Paulinho - Sim. O fato do nosso grande público hoje ser a geração anos 2000, aquela época louca, tem aguçado a curiosidade e a criatividade de desses jovens que não viveram mas querem viver aquele coletivo. Sempre nos falam que gostariam de viver daquele jeito e estão conseguindo pelo visto. Temos notícias de vários coletivos de arte e isso nos mostram que é um caminho a ser percorrido por novas gerações. 


O Bancário - Qual você acredita ser o papel da música na revolução social e cultural hoje?


Paulinho - A música, a arte em geral foi e sempre vai ser um dos componentes mais importantes para as mudanças que o mundo sempre vai precisar. A inquietação dos artistas, a busca por essas mudanças e a coragem de encarar o novo é inerente. O mundo gira e a arte gira junto e muda o mundo. 


O Bancário - Você enxerga a relação entre música e política no Brasil atual?


Paulinho - Tudo é política, a música, a arte em geral e a política vão estar sempre ligadas. São várias as maneiras de se expressar isso. Por mais que a mídia mostre só o imediato, o que está na moda, que parece não ter nada a ver com política, a verdadeira arte sempre vai imergir, trazer mudanças contundentes para a sociedade. E isso é política. 

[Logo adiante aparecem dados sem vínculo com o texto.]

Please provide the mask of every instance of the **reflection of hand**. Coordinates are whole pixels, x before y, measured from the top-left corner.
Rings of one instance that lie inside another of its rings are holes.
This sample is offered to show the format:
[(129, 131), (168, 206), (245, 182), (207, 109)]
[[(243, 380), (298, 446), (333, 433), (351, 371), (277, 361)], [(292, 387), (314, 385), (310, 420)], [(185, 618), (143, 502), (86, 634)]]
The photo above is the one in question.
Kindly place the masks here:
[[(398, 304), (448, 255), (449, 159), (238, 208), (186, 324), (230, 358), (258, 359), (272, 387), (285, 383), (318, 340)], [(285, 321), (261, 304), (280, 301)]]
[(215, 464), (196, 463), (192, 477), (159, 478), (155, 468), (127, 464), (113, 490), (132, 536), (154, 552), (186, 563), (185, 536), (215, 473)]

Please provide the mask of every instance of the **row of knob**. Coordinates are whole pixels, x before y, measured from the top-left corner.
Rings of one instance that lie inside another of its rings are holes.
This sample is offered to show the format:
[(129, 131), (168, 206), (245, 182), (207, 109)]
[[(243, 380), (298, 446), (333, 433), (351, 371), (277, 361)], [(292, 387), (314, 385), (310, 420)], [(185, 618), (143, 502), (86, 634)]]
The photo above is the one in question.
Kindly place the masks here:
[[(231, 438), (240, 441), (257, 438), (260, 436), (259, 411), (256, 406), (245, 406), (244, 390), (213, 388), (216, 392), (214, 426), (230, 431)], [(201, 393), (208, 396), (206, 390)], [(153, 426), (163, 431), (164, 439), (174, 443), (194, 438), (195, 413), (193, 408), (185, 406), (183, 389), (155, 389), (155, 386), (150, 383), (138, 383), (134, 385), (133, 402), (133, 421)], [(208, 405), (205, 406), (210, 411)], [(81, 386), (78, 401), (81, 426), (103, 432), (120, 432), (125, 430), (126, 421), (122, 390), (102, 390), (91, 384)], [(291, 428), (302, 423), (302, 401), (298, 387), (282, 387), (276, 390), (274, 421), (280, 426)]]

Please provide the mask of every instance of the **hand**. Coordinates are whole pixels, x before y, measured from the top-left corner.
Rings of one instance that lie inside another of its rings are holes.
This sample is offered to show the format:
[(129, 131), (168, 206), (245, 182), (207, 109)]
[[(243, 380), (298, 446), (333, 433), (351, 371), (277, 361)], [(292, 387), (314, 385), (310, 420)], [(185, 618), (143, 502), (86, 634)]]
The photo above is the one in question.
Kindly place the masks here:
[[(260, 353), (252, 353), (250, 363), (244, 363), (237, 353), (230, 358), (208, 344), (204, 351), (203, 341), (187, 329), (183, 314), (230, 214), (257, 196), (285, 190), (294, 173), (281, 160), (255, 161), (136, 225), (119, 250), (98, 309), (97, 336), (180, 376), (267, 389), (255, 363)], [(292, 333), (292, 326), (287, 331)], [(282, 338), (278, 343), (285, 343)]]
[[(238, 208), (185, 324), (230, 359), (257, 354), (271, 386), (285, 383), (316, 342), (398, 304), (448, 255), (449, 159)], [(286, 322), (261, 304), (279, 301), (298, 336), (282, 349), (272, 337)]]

O Bancário -    Durante a pandemia, você disse em uma entrevista que o país está muito careta. Você acha que teve alguma mudança no pós-pandemia ou só piorou na caretice? 


Paulinho - O Brasil emburreceu no sentido de que sempre dependemos de uma educação melhor para nosso povo e sabemos o quanto estamos distantes de outros exemplos no mundo. E temos de lutar por isto. Veja essa geração que continua sendo respeitada na música, na arte em geral. Com certeza teve uma escola pública de melhor qualidade. Isto muda tudo. E vamos conseguir, com certeza. Tudo evolui mesmo que não queiram. É assim o mundo é assim e sempre vai ser. Pra tristeza dos que andam pra trás. (Risos).